From a research perspective, microfluidic viscometry offer new opportunities, complementing classical rheometry, in the characterisation and flow behaviour of manufactured and naturally occurring biofluids, currently a relevant and active research field from basic and applied standpoints. Steady shear viscosity is undoubtedly the most widely characterised material property of these fluids. Although widely adopted, macroscale rheometers are limited by sample volumes, access to high shear rates, hydrodynamic instabilities, and interfacial artefacts. The limits of classical rheometry are discussed in some detail to highlight the benefits of microfluidic viscometry.
-Low viscosity samples. Measurement of shear rheology over a broad range of shear rates for water-like fluids such as dilute macromolecular solutions, bacterial fluids, human body fluids is challenging with macroscale rheometry. The limitation arises due to the lowest torque that can be reliably measured. This particularly affects the acquisition of shear viscosity data at low shear rates. Data can be potentially acquired at higher shear rates, but then secondary flow and inertial instabilities might kick in, limiting the range of reliable data. Microfluidic viscometer can reliably measure viscosities as low as 0.001 Pas×sec in a shear rate range between 1 ¿ 10E6 sec-1.
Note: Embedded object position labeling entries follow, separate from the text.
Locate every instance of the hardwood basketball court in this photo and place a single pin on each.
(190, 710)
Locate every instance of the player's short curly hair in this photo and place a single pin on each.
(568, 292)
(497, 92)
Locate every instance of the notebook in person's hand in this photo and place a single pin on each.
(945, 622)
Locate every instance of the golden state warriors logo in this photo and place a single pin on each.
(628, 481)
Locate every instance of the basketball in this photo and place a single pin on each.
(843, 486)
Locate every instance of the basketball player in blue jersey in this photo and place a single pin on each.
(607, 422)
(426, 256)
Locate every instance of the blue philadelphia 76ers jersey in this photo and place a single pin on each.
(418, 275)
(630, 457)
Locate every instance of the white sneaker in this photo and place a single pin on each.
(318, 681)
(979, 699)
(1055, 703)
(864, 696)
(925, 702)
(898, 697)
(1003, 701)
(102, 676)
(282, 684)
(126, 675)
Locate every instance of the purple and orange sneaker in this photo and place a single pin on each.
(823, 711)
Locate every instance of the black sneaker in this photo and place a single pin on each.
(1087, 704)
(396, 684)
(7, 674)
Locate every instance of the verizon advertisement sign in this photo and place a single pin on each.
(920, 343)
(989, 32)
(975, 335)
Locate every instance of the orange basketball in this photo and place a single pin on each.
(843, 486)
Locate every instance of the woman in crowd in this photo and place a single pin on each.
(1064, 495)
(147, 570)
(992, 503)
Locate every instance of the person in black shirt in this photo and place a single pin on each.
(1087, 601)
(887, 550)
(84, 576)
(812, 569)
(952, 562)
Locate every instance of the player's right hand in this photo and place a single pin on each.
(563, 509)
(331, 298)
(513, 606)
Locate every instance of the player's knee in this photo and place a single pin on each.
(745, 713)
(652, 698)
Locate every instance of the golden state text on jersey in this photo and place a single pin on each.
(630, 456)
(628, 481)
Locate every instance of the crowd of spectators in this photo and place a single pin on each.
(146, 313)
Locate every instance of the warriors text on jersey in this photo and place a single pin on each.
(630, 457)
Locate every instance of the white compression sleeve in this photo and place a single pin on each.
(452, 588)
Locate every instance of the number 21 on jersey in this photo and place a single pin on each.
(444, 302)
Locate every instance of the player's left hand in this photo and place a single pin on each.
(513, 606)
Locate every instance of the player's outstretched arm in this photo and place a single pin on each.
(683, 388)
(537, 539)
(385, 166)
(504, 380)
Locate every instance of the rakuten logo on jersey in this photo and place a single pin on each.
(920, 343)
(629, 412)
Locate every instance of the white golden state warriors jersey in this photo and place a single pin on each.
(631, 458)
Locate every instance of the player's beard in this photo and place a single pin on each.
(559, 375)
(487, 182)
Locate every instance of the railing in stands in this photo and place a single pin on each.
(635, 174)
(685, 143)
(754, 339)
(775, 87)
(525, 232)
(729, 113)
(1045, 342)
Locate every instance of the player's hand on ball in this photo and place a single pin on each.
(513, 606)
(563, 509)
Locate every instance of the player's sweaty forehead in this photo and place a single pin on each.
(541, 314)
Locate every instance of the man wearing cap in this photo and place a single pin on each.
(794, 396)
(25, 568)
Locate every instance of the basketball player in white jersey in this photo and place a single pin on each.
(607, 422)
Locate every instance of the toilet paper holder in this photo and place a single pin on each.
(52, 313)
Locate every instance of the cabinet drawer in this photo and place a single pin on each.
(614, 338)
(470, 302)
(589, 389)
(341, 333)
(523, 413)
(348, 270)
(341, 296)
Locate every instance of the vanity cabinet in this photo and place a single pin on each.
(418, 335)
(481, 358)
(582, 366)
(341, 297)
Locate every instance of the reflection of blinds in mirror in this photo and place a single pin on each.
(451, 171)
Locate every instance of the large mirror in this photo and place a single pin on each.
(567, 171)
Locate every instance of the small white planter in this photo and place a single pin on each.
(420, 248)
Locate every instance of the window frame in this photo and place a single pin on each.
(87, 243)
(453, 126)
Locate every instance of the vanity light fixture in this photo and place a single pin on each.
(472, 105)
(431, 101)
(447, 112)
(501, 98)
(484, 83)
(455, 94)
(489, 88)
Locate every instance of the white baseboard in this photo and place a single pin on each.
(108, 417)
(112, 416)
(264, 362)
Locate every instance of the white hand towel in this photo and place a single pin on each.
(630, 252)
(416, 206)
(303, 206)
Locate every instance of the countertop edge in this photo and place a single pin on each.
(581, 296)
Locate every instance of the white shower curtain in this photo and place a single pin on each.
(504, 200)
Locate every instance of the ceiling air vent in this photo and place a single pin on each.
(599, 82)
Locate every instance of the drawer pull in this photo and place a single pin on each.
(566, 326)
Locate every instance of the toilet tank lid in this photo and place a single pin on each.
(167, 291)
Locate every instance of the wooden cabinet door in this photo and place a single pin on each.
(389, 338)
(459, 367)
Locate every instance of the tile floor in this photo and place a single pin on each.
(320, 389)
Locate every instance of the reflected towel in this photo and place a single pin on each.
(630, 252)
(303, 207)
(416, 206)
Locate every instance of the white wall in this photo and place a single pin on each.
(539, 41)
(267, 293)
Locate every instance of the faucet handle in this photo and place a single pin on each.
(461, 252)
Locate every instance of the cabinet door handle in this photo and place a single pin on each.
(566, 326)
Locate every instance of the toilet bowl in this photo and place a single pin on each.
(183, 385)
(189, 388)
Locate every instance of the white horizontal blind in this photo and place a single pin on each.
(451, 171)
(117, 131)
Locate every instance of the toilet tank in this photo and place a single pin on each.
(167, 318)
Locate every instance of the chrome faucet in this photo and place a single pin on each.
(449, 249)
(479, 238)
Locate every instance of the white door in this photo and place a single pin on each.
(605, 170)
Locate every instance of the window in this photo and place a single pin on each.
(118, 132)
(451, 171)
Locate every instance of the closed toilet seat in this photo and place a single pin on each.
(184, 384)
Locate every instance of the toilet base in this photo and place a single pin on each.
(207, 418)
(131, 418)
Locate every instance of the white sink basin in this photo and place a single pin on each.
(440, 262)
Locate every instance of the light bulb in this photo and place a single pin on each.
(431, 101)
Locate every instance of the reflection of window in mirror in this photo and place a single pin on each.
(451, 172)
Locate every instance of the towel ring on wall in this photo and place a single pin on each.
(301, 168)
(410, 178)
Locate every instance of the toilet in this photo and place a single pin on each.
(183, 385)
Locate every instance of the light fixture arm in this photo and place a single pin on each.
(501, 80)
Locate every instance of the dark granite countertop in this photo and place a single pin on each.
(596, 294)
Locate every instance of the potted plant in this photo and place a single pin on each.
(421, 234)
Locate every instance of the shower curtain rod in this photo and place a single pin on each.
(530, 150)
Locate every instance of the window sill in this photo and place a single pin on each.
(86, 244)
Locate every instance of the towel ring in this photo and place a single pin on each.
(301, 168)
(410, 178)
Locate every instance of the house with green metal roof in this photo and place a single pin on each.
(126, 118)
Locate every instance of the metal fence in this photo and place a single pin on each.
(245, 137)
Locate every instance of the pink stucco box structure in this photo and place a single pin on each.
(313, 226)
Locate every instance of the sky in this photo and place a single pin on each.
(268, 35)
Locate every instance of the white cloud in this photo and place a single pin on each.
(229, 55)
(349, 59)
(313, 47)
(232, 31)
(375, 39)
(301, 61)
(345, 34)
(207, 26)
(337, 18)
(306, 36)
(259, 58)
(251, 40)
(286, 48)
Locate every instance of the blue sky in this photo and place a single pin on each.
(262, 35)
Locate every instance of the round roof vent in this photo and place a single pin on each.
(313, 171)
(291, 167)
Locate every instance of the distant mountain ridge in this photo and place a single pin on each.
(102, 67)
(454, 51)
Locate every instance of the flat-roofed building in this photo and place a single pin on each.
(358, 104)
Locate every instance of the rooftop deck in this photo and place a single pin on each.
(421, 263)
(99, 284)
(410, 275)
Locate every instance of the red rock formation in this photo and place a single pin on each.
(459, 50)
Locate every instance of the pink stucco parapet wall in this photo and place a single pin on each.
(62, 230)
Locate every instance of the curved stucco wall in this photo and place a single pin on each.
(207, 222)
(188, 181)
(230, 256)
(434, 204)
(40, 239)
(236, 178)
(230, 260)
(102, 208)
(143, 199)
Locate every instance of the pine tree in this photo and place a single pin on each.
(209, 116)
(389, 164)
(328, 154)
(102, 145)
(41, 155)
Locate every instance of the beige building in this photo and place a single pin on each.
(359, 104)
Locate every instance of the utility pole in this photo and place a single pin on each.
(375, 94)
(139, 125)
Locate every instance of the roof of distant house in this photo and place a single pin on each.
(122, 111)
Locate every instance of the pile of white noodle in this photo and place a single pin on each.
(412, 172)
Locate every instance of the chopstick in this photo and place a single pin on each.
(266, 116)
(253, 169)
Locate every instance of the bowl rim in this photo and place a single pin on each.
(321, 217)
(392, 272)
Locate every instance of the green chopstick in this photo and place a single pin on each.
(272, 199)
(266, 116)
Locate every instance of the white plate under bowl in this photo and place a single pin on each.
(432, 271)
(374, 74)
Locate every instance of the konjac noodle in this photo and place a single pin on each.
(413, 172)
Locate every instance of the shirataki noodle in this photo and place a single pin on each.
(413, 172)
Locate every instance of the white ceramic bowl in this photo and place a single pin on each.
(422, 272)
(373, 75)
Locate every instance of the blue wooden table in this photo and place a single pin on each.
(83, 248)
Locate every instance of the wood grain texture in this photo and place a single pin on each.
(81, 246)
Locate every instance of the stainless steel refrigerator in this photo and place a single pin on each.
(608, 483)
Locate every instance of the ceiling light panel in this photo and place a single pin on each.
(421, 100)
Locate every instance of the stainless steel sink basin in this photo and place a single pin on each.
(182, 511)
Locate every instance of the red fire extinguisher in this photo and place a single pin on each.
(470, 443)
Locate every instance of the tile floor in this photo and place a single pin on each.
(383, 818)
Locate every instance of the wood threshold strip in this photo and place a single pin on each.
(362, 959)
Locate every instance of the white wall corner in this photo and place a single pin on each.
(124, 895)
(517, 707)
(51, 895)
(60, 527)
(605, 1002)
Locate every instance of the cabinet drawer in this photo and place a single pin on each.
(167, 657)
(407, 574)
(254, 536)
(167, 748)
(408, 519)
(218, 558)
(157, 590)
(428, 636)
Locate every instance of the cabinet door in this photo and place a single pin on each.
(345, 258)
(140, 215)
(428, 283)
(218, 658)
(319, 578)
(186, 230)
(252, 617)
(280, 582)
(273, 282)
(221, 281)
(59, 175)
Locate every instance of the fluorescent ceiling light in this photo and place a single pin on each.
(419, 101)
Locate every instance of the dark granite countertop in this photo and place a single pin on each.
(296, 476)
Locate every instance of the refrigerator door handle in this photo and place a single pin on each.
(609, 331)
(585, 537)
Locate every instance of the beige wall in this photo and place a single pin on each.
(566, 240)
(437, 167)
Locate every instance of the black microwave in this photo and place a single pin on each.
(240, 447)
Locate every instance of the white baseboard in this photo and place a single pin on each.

-Small sample volumes. The amount of sample available for most synthetic complex fluids is large enough that standard rheometric methods can be used for shear rheology characterisation. However, this is not the case for many biofluids, including monoclonal antibody solutions, DNA solutions, saliva, and exudates. Fluid volumes can also be a limitation when a diverse set of assays must be conducted with the same sample. Thus, macroscale rheometers are incapable of measuring the rheology of microliter sample volumes. Microfluidic viscometers benefit from consuming less sample, which is especially important for biofluids.
-Inertial and secondary flows. The viscometric flows that are employed in macroscale rheometry are prone to inertial instabilities and secondary flows. As a result, it is challenging to obtain shear viscosity data at high shear rates (>1.000 s-1). However, viscosity data at very high shear rates are essential for various applications, including lubricants, inkjet and extrusion printing. Microfluidic devices allow obtaining viscosity data at high shear rates without crossing over to turbulent regimes. This because the Reynold number is typically small in microfluidic flows since it depends on the smallest length scale of flow (i.e. channel height), indicating that viscous forces dominate over inertial forces. Although the Reynolds number is small, very high shear rates can be achieved since the characteristic length scale is of the order of microns. Furthermore, microfluidic devices provided with a contraction offer the opportunity to study the extensional flow of highly elastic fluids employed in industrial processes, lubrication, bioprinting.
-Interfacial artefacts. A free interface is inherently present when the sample is placed in a cone and plate, Couette and parallel-plate rheometers. The presence of this interface can produce artefacts in the rheology data. The artefacts arise due to surface tension forces, evaporation of sample, and film formation by surface-active species. These artefacts are particularly problematic with low viscosity fluids, which can mask the fluid¿s true shear rheology. Microfluidic viscometers are closed systems and do not present free surfaces.
-Small-gap errors. In some instances, there is a need to conduct rheometry in small gaps, for example, to minimise sample volume, study confinement effects on rheological behaviour, or achieve high shear rates. In such cases, parallel-plate geometries are convenient to use. However, it is difficult to ensure uniformity of the gap so that artefacts can be avoided. Advances in microfabrication methods have provided opportunities to construct micrometre-scale channels at a length scale compatible with the mesoscale structure of complex fluids allowing for probing their rheology at a wide range of length scales and shear stress.